The majority of ordinary working class people are law abiding. Marxist theories, which are politically driven and simplistic, cannot fully explain crime and capitalism. According to Marxists, laws that are meant to benefit society actually serve the interests of corporate entities and oppress the working class. Mishra (1981) refers to Marxist theories as “left functionalism,” suggesting that laws can be seen as tools for capitalist control.
In view of this, Marxists struggle to engage in constructive discussions due to their endorsement of a forceful political framework and inclination to manipulate statistics, sources, and facts to further their own agenda. The government itself gathers and releases official data regarding crime, much of which is obtained from the police. Subsequently, the government determines probable patterns and enacts legislation, but it has the prerogative to selectively utilize certain figures. Statistics have the potential to corroborate any given argument.

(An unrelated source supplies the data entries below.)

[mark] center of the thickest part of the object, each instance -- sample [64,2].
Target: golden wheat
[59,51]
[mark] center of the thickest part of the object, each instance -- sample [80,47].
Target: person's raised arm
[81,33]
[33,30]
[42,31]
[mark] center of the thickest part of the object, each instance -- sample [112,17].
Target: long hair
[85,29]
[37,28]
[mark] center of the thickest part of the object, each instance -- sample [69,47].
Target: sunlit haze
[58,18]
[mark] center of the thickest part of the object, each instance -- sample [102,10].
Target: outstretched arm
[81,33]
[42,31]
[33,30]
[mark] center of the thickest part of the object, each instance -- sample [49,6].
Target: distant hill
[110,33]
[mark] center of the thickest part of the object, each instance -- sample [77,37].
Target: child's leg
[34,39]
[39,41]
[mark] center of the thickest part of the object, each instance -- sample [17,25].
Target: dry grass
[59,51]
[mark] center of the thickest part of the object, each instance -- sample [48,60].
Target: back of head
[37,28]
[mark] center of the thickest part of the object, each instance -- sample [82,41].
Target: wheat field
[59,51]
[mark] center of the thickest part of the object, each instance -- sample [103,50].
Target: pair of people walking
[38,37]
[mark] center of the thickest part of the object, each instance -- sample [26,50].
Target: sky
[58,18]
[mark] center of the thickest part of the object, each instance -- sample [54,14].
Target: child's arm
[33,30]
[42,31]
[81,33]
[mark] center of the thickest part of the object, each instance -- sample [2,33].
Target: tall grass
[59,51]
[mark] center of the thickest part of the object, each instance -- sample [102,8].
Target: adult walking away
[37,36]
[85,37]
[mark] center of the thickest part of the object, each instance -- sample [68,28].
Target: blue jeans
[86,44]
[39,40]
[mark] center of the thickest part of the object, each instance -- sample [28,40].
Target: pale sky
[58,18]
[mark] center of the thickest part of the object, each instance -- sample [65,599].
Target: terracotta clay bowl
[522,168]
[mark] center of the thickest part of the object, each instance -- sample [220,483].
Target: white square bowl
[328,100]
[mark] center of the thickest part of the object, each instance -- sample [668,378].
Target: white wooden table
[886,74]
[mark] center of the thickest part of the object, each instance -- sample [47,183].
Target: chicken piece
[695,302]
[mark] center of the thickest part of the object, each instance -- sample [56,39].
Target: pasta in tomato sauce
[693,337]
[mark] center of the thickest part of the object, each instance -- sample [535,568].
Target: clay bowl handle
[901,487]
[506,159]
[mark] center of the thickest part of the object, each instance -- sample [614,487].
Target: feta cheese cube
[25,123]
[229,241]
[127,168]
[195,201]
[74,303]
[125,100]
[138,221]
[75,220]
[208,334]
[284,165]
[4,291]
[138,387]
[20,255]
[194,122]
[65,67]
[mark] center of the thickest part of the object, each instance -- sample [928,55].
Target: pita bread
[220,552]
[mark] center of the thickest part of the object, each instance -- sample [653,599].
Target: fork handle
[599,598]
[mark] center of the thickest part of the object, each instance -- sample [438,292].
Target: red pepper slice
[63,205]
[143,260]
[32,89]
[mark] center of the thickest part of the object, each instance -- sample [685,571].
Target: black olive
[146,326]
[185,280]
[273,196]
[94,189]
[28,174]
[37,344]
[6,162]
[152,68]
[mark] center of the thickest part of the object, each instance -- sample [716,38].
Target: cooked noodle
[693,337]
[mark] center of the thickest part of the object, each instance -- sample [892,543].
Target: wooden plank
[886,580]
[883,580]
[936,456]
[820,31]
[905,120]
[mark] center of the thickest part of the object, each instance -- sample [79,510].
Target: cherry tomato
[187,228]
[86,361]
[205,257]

The accuracy of deviancy statistics from various sources such as the Inland Revenue, the Department of Social Security, the military, local authorities, and independent bodies is questionable when considering Marxist theories. According to Stephen Moore’s book ‘Investigating Crime and Deviance’ (1988), crime rates are equally high among working classes, minority groups, and young people in both Marxist and capitalist countries. Therefore, Marxist theories on crime can be highly questioned. In 2011, the UK experienced a recession which resulted in rising unemployment, inflation, and limited opportunities for young people and lower socioeconomic classes. These factors were the main contributors to increased crime levels across all social groups. It is worth noting that some capitalist governments, including the UK, make efforts to combat corporate corruption and illegal activities, as seen when Members of Parliament were imprisoned for expenses scams.
Many criminal sociologists have disproved Marxist theories as being over simplistic and politically driven. Additionally, there are numerous company laws and rules in place to prevent illegal activities by large businesses that could harm the general public.
‘Power, Crime and Mystification’ by Steven Box was published by Tavistock Publications in 1983. Another book on the topic of investigating crime and deviance is ‘Investigating Crime and Deviance’ by Stephen Moore, which was published by Collins in 1988. Hazel Croall’s book ‘Understanding Occupational Crime’ was published by OUP in 2001. Lastly, ‘On Analyzing Crime’ by Sutherland was published by the University of Chicago Press in 1973.